I've often thought of people as baboons with guns.  Take the propensity for violence and meanness that you sometimes see in baboons, supercharge it by giving them the means to instantly kill large numbers of themselves, and - voila - you have humans.

I know not everyone sees it that way.  I'm not an optimist.  It doesn't mean that I give up.  I feel compelled to try and make this a better world.  But in the end, I don't see how humans survive the mess that we're making.

All of this casts a pall over my time in this beautiful country. I'm trying to set it aside and focus on what I can see and feel and can directly control.

So, we're here.  I'm typing.  Gina's napping.  We spent two stinking hot days at Talamat, a very nice little camp.  Did a morning bush walk on Saturday.  It was warm but there was much more humidity and it seemed like the weather was changing.  Drove to Lower Sabie that afternoon and it was cooler (mid-90s rather than over 100F) and you could see the humidity building.  Saturday night we had thunderstorms.  Last night we also had multiple thunderstorms. Today dawned cool, very windy, overcast and humid.  We took a long drive, stopped back at camp to pack and have multiple espressos and then drove to Crocodile Bridge.  This is a small camp right on the border of the Park.  I'm looking across a dry riverbed and seeing cultivated fields. I hear an occasional dog bark. It's our first time at this camp and I'm not sure.

As you'd expect with this kind of travel, we've had a few nagging issues.  We have a slow leak on the left front tire. I think there's something broken in the suspension because whenever we back up and apply the brakes (which is often), it makes an awful racket under load. That squealing sound is exactly the thing you don't want when backing up from an irritated elephant.  The retaining screws on the contact ring for the rental 600mm lens have worked their way loose.  I don't have the tiny screwdriver necessary to repair it, so am using the blade on my Leatherman to try and keep them snug enough not to lose them but without rounding out the screws.  I'm having to tighten those screws once or twice a day.

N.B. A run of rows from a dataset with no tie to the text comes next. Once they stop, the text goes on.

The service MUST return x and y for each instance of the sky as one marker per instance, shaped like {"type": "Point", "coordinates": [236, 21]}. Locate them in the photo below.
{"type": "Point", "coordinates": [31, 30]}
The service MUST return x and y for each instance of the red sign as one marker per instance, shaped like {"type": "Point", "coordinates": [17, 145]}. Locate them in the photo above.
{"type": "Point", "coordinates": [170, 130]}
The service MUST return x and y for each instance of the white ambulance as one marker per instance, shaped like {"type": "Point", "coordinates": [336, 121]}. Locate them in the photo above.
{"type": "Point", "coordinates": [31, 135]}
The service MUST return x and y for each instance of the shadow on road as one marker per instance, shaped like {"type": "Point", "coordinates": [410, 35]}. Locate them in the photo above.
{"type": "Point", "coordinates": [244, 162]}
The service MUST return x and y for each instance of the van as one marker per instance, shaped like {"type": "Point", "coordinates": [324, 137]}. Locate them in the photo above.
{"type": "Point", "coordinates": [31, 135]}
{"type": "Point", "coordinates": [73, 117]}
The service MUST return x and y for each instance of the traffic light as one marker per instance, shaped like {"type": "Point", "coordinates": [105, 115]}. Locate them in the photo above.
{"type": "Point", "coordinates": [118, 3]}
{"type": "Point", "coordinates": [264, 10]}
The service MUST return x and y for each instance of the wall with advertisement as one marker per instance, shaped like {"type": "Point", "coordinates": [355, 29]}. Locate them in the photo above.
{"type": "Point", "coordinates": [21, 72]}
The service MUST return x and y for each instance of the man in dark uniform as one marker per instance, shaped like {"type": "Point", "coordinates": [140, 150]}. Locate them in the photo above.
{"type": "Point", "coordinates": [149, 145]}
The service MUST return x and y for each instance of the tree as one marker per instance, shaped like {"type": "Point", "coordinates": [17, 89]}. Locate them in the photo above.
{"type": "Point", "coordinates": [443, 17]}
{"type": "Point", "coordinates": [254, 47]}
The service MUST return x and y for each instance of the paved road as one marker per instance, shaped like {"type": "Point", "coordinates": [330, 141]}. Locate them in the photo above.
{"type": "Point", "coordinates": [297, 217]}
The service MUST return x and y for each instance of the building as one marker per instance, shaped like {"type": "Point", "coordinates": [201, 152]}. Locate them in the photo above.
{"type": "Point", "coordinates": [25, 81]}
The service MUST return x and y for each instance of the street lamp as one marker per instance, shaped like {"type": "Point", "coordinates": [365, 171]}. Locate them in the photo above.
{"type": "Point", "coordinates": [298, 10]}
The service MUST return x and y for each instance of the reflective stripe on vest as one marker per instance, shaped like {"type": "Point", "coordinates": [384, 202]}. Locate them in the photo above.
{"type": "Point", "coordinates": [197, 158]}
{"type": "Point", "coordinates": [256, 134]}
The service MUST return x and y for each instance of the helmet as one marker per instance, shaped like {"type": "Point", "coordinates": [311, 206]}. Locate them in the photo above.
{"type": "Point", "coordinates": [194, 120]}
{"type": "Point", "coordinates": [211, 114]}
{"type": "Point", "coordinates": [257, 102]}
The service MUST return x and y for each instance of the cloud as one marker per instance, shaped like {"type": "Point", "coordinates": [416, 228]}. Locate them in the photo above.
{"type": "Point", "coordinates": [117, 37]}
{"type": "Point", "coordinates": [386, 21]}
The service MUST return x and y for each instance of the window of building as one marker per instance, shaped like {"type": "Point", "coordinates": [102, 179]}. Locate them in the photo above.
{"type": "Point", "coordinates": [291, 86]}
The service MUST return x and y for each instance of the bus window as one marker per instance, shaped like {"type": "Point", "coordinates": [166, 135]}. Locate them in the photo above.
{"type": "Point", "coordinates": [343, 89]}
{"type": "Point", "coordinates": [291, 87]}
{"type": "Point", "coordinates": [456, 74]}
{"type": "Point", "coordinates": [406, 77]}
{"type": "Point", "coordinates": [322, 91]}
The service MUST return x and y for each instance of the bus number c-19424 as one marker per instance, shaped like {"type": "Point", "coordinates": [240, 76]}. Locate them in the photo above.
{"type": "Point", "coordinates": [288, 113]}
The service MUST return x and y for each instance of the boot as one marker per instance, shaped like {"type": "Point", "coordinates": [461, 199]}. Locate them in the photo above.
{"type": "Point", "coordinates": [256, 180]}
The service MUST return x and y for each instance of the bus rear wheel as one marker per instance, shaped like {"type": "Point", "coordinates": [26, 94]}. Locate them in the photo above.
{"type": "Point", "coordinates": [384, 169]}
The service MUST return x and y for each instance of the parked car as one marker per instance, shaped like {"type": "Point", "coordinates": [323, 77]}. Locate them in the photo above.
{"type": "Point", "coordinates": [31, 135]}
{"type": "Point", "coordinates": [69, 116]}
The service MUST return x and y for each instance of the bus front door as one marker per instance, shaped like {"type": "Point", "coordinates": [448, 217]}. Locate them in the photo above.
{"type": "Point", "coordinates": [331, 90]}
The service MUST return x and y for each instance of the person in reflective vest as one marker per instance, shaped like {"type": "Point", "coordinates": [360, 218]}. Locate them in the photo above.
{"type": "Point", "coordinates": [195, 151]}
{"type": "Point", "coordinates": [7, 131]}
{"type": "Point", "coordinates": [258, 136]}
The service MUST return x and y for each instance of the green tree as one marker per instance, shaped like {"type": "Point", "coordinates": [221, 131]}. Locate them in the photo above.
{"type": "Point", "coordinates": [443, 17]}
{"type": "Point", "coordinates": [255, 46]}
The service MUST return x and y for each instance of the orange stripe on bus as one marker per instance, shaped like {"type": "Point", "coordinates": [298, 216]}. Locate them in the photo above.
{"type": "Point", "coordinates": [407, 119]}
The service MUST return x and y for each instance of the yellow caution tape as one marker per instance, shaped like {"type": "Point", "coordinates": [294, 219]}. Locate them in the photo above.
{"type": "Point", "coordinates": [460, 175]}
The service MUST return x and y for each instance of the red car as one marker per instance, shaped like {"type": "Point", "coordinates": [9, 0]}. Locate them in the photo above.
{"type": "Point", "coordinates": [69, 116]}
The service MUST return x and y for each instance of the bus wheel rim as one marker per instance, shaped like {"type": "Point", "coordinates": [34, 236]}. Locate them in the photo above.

Sightings and photography have been less than I'd hoped but then I'm never satisfied as a photographer.  We did get a glimpse of a leopard yesterday.  We also photographed fork-tailed drongos hassling a snake (a boomslang I believe, but will have to get someone more educated than me to confirm).

Here are a few, small images.





I wish all of you peace. I hope for the day when the cup of violence and hatred is full enough that we can set it down for a while. Hope the day comes when it's enough to see the sun rise, to breathe clean air, to hear the birds and to make a good life for our families and ourselves.